(Reuters) - A consortium that includes Carillion (CLLN.L) won a 1.4 billion pound contract to help build Britain’s High Speed 2 railway on Monday, offering respite as the builder grapples with the aftermath of a battering writedown.
The company’s shares rose 21 percent to 67.89 pence by 1200 GMT, after Carillion said it and partners Kier Group (KIE.L) and Eiffage (FOUG.PA) had won two lots of work for HS2, which is set to link London with the north of England from 2026.
The win follows a torrid week for Carillion, which lost 70 percent of its value after parting ways with chief executive Richard Howson and booking an 845 million pound writedown due to problematic construction constructions.
Carillion linked the difficulty partly to public partnership construction contracts with governments where builders shoulder the risk of cost overruns. In response, it promised to exit such contracts and focus on growing infrastructure areas such as telecoms and rail.
“We expect the UK government’s objective of generating economic growth through investing in infrastructure to continue creating opportunities for us to grow our business,” interim CEO Keith Cochrane said in a statement.

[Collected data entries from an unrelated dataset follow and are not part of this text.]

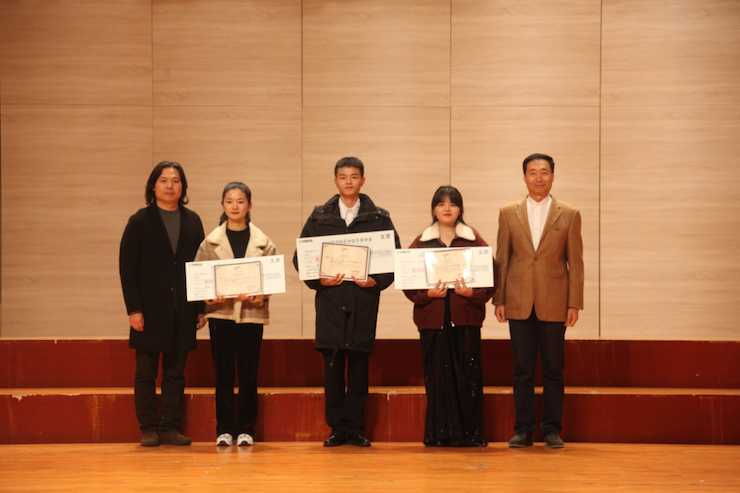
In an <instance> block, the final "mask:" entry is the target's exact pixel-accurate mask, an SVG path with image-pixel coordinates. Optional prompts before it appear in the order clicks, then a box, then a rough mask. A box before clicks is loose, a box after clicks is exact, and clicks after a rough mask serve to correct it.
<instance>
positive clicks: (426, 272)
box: [393, 246, 494, 289]
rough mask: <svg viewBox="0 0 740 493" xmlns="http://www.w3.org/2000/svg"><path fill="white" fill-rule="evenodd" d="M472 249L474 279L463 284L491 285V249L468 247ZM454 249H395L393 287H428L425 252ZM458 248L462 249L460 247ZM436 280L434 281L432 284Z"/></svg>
mask: <svg viewBox="0 0 740 493" xmlns="http://www.w3.org/2000/svg"><path fill="white" fill-rule="evenodd" d="M469 249H470V250H472V251H473V258H474V262H473V265H474V267H475V270H474V272H475V281H472V282H468V281H465V284H466V285H467V286H468V287H470V288H491V287H493V284H494V281H493V251H492V249H491V247H490V246H487V247H470V248H469ZM450 250H456V249H455V248H407V249H399V250H396V251H395V253H394V257H393V264H394V272H395V278H394V282H393V286H394V287H395V289H429V288H430V285H429V284H427V268H426V260H425V258H424V256H425V255H426V252H432V251H444V252H449V251H450ZM460 250H463V249H462V248H461V249H460ZM436 283H437V282H436V281H434V284H436Z"/></svg>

Chris Grayling, the minister for transport, said he hoped Carillion could overcome the challenges.
“We’ve had secure undertakings from all of the members in the consortium that they will deliver that contract,” he told Sky News. “My wish is that Carillion get through their current problems but we’ve made sure that it’s not an issue for these contracts.”
Carillion, which says it is the second largest rail infrastructure services provider in Britain, said stage one of the HS2 contract would run for 16 months and involve a design and a target cost for construction work.

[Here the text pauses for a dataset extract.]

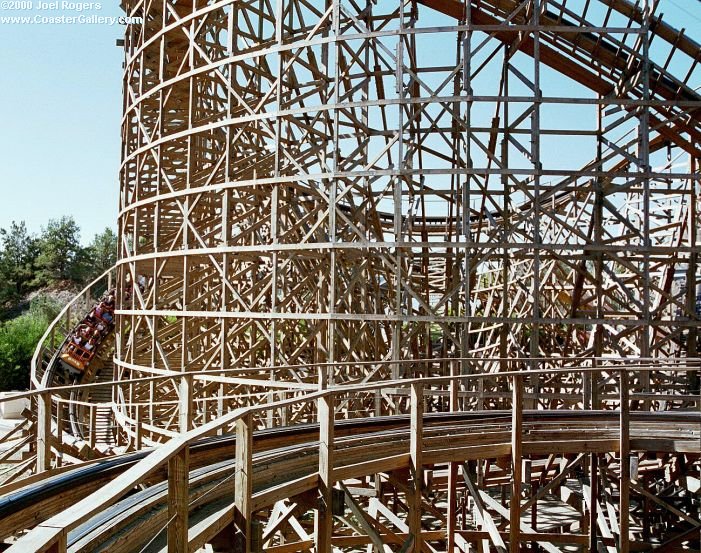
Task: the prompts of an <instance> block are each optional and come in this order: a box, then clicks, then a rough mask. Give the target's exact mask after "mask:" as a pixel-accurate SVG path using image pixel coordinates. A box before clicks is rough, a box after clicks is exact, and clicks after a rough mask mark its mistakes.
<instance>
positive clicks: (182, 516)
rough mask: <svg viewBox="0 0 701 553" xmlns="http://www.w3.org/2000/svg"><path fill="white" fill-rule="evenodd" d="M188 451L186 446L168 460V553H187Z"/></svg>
mask: <svg viewBox="0 0 701 553" xmlns="http://www.w3.org/2000/svg"><path fill="white" fill-rule="evenodd" d="M189 473H190V450H189V447H188V446H187V445H186V446H184V447H183V448H182V449H181V450H180V451H179V452H178V453H177V454H175V455H174V456H173V457H171V458H170V459H169V460H168V553H189V549H188V539H187V531H188V511H189V493H188V485H189Z"/></svg>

Stage two, seen taking four and five years to complete, will involve the bulk of the construction. Given the project start is some way off, it is undecided what work Carillion will undertake.

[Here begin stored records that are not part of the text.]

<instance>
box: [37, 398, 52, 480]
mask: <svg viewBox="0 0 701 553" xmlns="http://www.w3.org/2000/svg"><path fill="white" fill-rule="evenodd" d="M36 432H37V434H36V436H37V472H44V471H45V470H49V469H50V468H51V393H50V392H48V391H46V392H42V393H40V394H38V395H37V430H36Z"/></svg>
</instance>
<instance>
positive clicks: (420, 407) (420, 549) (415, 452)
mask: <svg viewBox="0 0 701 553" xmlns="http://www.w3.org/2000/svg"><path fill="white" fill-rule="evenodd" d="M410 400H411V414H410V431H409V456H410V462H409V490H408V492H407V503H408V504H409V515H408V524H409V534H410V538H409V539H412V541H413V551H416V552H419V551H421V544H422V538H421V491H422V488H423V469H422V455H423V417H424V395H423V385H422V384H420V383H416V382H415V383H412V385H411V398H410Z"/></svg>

“It is encouraging that they can still win government contracts. Our view remains that (Carillion) will survive but the ownership is likely to change significantly,” Liberum analysts wrote.
The company’s takings from the contract will be roughly one third, which Liberum pegged at about 450 million pounds.
A source close to Carillion said the company’s review of “all options” to shore up its cash position would not have an impact on its ability to deliver work for the project.
On Monday, Cochrane was speaking to investors amid speculation that Carillion may have to raise at least 500 million pounds, possibly through a rights issue. The company on Friday added HSBC (HSBA.L) to its list of financial advisers and has this week hired accounting firm EY to support its strategic review.
Carillion said it had found ways to reduce average net borrowing, including cost efficiencies, an increased focus on managing working capital and on recoveries and cash collection.
“We are moving forward quickly,” said Cochrane said. “Alongside our own efforts, EY will provide support across the business and bring an external perspective to our cost reduction and cash collection challenge.”